From: Dominique Martinet

Date: Sun Jun 21 2026 - 09:01:14 EST


Dominique Martinet wrote on Fri, Apr 17, 2026 at 07:52:52AM +0900:
> > While the ideal long-term goal is the asynchronous implementation (as
> > seen in your 9p-async-v2 branch [2]), this patch serves as a reliable
> > intermediate solution for a critical regression.
> > [2] https://github.com/martinetd/linux/commits/9p-async-v2
>
> iirc one of the problem with the async branch is that the process would
> quit immediately on, say, ^C, before the IO has completed, but it's
> possible for the server to process the IO (and not the flush) afterwards
> and you'd get something that's not supposed to happen e.g.
>
> p1 p2
>
> write(1)
> ^C/sigkill
> flush sent but process exit without waiting for server ack
> 1 not written yet
> write(2) in same spot
> write(2) done
> write(1) completes
> data isn't 2 as expected after p2 completed
>
>
> So it's quite possible async isn't the way to go, but that there is no
> good solution for this
> (given this is true even without async on sigkill: if we have something
> that works safely, there's no reason to wait only for non-fatal signals...)

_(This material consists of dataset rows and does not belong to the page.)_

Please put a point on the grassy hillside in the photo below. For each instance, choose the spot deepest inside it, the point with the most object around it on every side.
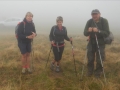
(45, 79)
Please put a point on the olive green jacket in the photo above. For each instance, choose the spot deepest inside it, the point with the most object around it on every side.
(103, 27)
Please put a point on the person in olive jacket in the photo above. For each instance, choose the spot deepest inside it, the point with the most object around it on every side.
(57, 35)
(101, 29)
(26, 33)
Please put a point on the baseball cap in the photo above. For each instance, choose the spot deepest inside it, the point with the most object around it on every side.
(95, 11)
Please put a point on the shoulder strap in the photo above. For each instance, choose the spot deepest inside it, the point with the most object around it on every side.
(24, 26)
(102, 22)
(65, 29)
(54, 30)
(90, 22)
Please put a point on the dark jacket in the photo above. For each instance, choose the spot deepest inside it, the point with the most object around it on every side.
(103, 27)
(29, 28)
(57, 35)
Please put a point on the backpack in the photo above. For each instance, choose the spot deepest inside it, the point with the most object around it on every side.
(109, 38)
(16, 29)
(55, 29)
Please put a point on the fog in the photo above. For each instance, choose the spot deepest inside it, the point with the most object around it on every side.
(75, 13)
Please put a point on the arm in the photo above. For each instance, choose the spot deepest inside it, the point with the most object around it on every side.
(51, 37)
(66, 36)
(21, 34)
(86, 33)
(34, 30)
(105, 32)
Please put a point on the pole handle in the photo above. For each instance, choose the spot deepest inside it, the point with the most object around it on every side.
(71, 41)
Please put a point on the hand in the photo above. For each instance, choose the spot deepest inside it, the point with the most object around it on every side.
(30, 37)
(95, 30)
(88, 38)
(33, 34)
(70, 39)
(90, 29)
(52, 42)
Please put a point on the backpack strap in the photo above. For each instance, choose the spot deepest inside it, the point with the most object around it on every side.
(54, 30)
(24, 26)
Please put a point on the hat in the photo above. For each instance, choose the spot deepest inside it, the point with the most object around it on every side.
(59, 18)
(95, 11)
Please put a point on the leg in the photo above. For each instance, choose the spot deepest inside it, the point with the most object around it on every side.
(91, 58)
(22, 47)
(99, 67)
(60, 55)
(28, 57)
(55, 52)
(28, 60)
(24, 60)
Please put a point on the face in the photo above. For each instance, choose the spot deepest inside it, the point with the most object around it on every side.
(96, 16)
(29, 18)
(59, 23)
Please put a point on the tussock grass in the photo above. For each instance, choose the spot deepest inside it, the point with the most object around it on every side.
(45, 79)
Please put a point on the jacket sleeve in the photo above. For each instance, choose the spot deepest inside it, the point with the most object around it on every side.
(20, 33)
(34, 30)
(105, 32)
(86, 33)
(66, 36)
(51, 36)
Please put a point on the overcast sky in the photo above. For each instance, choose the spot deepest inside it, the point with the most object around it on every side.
(75, 12)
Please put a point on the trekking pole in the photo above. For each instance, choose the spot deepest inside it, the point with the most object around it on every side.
(32, 55)
(83, 67)
(73, 57)
(48, 56)
(100, 57)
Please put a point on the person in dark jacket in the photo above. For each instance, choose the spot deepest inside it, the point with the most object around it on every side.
(101, 29)
(26, 33)
(57, 35)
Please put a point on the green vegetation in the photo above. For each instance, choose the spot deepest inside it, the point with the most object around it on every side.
(45, 79)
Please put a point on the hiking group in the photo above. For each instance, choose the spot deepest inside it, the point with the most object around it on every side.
(96, 29)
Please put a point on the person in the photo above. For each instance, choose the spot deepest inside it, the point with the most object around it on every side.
(26, 34)
(57, 35)
(99, 26)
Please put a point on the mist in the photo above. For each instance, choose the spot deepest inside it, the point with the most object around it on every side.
(75, 13)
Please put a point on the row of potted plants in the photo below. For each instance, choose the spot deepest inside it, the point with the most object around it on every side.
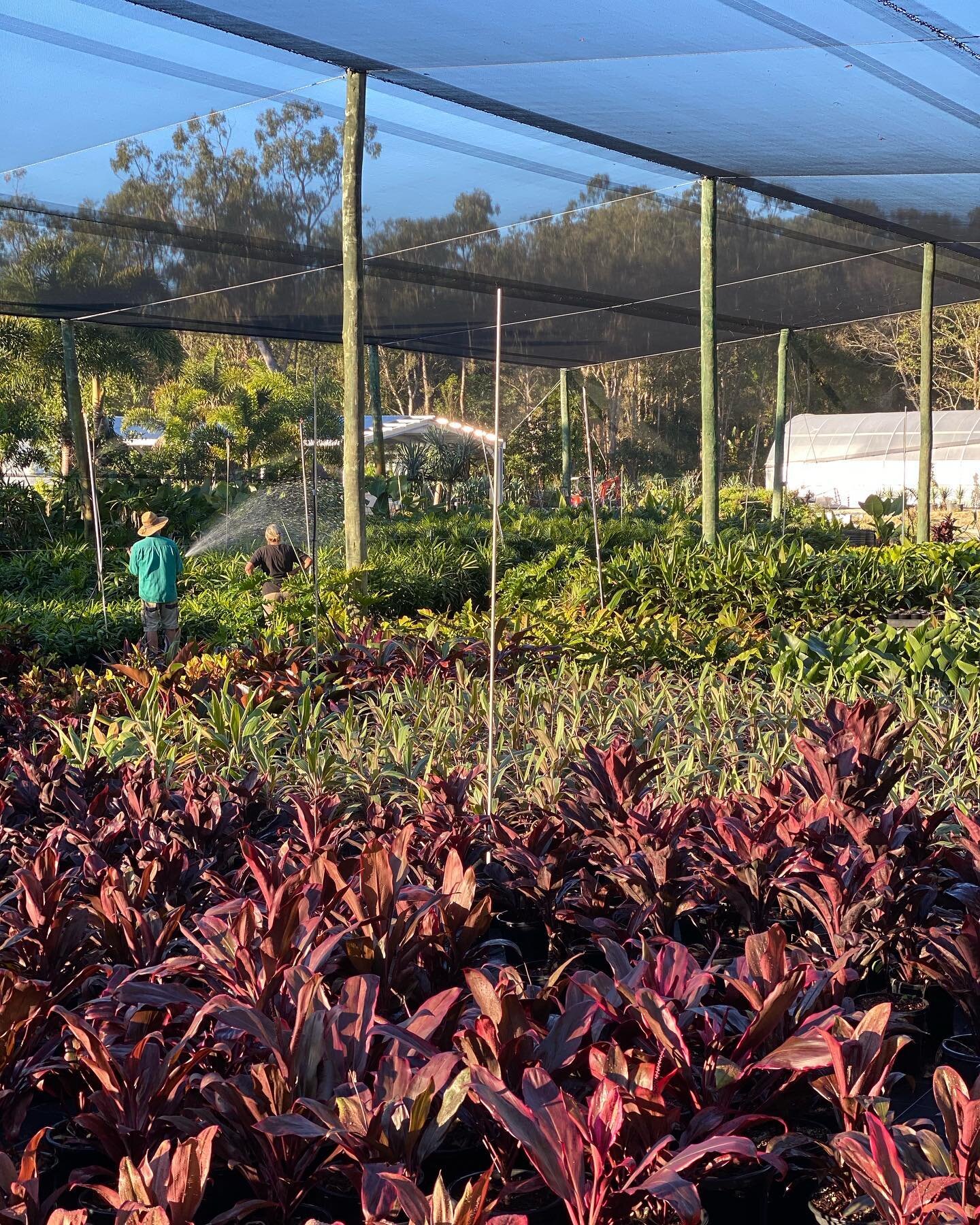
(223, 1002)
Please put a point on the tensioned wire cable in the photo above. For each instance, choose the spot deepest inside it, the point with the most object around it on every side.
(747, 340)
(663, 298)
(381, 255)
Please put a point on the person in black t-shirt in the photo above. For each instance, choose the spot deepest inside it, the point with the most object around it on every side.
(278, 561)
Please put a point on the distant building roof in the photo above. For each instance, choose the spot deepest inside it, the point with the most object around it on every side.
(840, 459)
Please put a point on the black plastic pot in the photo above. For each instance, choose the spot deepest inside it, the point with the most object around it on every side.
(822, 1217)
(738, 1197)
(75, 1149)
(538, 1203)
(96, 1207)
(529, 936)
(456, 1156)
(911, 1016)
(962, 1053)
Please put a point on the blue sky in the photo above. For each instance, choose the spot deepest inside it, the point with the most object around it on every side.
(836, 99)
(80, 76)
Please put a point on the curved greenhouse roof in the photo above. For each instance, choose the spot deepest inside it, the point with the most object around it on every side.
(842, 459)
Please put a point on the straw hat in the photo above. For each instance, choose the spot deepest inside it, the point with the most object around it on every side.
(151, 523)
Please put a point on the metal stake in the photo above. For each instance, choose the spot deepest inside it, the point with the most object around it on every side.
(227, 485)
(316, 516)
(592, 488)
(925, 397)
(494, 532)
(96, 519)
(306, 491)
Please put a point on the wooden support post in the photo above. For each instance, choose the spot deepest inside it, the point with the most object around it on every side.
(76, 422)
(374, 386)
(566, 436)
(779, 427)
(592, 494)
(355, 536)
(708, 368)
(923, 519)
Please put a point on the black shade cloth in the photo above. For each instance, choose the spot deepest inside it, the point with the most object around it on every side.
(559, 159)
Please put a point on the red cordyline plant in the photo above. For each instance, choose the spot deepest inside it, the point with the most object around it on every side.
(643, 862)
(514, 1032)
(20, 1186)
(282, 1116)
(47, 932)
(961, 1115)
(244, 947)
(451, 930)
(574, 1148)
(738, 864)
(134, 1096)
(874, 1159)
(614, 783)
(474, 1207)
(399, 1120)
(952, 958)
(165, 1188)
(129, 930)
(851, 760)
(389, 912)
(862, 1064)
(26, 1049)
(723, 1058)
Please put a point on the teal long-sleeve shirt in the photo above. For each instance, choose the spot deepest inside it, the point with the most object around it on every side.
(156, 563)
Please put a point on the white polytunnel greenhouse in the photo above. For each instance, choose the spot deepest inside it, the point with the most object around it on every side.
(839, 459)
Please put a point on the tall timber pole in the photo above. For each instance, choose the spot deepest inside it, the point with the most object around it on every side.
(352, 240)
(925, 397)
(374, 387)
(566, 436)
(779, 427)
(76, 423)
(708, 367)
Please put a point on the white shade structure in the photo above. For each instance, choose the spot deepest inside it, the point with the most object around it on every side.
(839, 459)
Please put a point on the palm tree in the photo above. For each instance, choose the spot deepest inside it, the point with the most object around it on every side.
(210, 401)
(32, 352)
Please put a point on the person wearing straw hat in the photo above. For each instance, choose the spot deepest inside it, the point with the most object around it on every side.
(156, 561)
(276, 560)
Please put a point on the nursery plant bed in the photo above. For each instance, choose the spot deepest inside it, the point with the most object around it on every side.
(908, 619)
(738, 1197)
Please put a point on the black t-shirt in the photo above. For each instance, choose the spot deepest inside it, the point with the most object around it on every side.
(277, 560)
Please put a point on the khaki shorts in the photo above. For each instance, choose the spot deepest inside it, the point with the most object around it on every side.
(159, 618)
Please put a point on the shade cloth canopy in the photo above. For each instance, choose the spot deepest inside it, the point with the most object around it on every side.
(557, 159)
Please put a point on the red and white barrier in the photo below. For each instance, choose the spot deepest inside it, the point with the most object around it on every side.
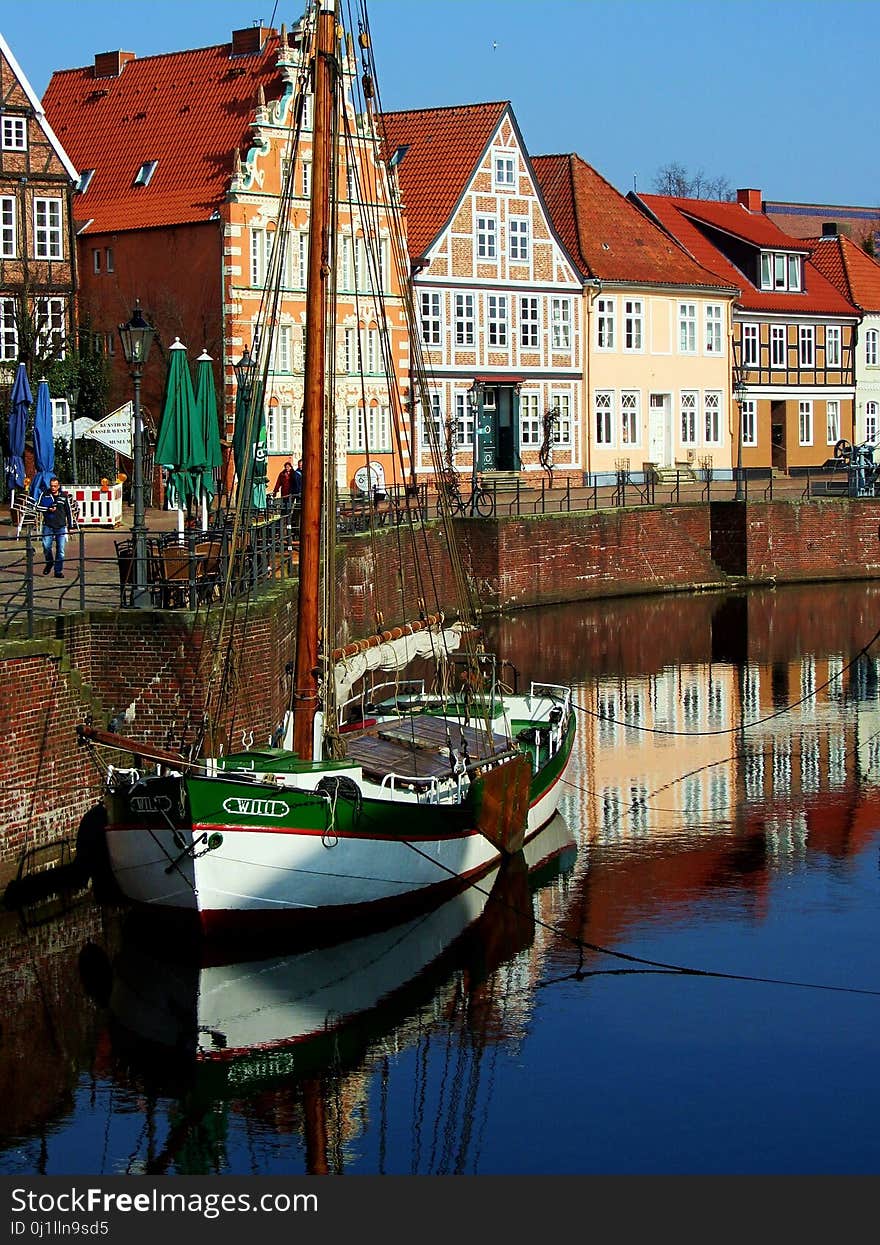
(97, 507)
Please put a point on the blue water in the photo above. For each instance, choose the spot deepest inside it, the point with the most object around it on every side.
(570, 1042)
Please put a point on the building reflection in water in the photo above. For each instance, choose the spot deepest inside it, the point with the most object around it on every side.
(723, 741)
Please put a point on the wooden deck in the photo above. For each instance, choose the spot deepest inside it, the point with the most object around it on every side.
(418, 746)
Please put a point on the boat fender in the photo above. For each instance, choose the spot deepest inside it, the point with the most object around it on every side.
(336, 787)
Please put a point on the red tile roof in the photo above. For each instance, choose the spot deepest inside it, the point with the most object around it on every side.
(678, 216)
(446, 146)
(189, 111)
(608, 235)
(854, 273)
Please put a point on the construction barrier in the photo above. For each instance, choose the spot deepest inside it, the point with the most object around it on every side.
(96, 506)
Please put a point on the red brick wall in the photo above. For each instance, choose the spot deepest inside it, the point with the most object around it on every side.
(102, 664)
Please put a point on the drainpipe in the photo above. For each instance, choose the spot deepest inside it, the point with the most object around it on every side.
(594, 288)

Sorry to come back to this after two months but I'm still a bit worried
about this patch, and just came back to it as I'm about to send the PR
to Linus...
And I'm still thinking about the problem above, or rather possible
variants involving cache (e.g. write going through the server, but
client believing it didn't because the response didn't make it in time)

.. But the thing is, I couldn't actually hit the `if
(fatal_signal_pending(current))` you added (adding some print
statement):
- if cache is enabled, the actual I/Os are done by the vfs in the
background, so any kill to user processes won't have any impact (and
thus I guess my main worry about cache is alleviated there)
- with cache=none I'm not sure why I can't hit it, I tried with an
external server, breaking on the write() call while running dd, and
killing dd with SIGKILL a few times but that doesn't appear to be
enough? (task still stuck in write > rpc > flush > rpc, but it doesn't
appear to ever get out of io_wait_event_killable() even when I hammer it
with more signals?)

So, given that my worry with cache is irrelevant (runs in background &
won't ever hit this), I can't seem to hit this with what I consider
to be normal workloads, and assuming it does fix your problems given you
were able to test it... I'll leave it in and send to Linus now but I'd
appreciate clarifications on how to test this more thoroughly as time
permits...
(I honestly probably should drop the patch at this point, but it'll
still be time to revert if I figure something out in the next few weeks
given it's been in -next for almost 2 months already)

Thanks,
--
Dominique Martinet